Es war ein bemerkenswerter Moment am Mittwoch im Interview mit Bundesrat Alain Berset. SRF-Redaktor Gion-Duri Vincenz fragte den Corona-Minister, was für ihn der Tiefpunkt war in den zwei Pandemie-Jahren. Der sonst redegewandte Magistrat schwieg, kehrte in sich.
Sein Blick wich der Kamera aus und richtete sich unter seinen markanten Augenbrauen zu Boden. Die Sekunden verstrichen. «Die Drohungen», sagte er schliesslich, «Gewalt, Drohungen, der brutale Druck. Das habe ich nicht kommen sehen. Und ehrlich gesagt, ich möchte das nie mehr erleben müssen.»
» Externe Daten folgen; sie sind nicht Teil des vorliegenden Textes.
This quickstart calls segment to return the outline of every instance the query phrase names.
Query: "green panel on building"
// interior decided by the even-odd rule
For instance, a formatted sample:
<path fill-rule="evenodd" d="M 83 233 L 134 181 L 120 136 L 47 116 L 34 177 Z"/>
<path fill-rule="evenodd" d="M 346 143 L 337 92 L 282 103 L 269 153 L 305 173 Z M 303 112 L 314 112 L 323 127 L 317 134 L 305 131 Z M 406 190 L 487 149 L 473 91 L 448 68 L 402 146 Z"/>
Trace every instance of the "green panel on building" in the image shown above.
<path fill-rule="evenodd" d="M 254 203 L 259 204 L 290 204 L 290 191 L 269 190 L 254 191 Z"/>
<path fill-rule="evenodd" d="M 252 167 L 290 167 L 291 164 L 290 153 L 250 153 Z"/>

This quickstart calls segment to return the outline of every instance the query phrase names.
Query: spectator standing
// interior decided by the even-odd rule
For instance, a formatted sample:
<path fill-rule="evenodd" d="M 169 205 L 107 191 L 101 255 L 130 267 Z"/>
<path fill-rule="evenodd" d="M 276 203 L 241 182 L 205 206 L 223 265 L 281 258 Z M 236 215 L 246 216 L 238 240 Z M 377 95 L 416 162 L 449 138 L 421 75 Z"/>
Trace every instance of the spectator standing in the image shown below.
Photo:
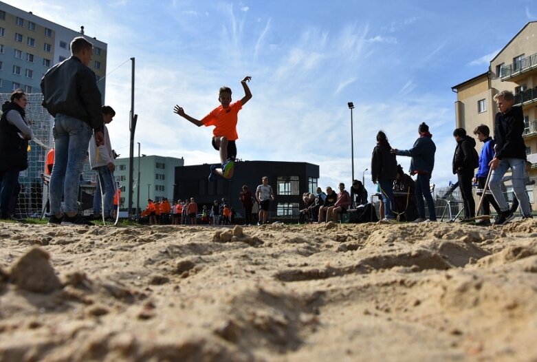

Es waren Worte, die aus seinem Inneren zu kommen schienen; glaubwürdige Worte, deutliche Worte, ehrliche Worte. Berset punktet damit.
Die Schwester der Ehrlichkeit ist die Verantwortung
Ehrlichkeit ist nicht nur ein kostbares Gut, Ehrlichkeit ist auch der Kit, der uns zusammenhält. Ohne Ehrlichkeit zerreibt sich eine Freundschaft, eine Familie, eine Gesellschaft.
Die Schwester der Ehrlichkeit ist die Verantwortung. Ehrlichkeit und Verantwortung sind es, was wir von unseren Politikern und Politikerinnen erwarten. Zuallererst von jenen, die zuvorderst stehen, die anleiten, die führen. Und führen musste der Bundesrat – mandatiert vom Volk mittels Epidemiengesetz – in den letzten 24 Monaten so stark und klar wie nie mehr seit dem 2. Weltkrieg.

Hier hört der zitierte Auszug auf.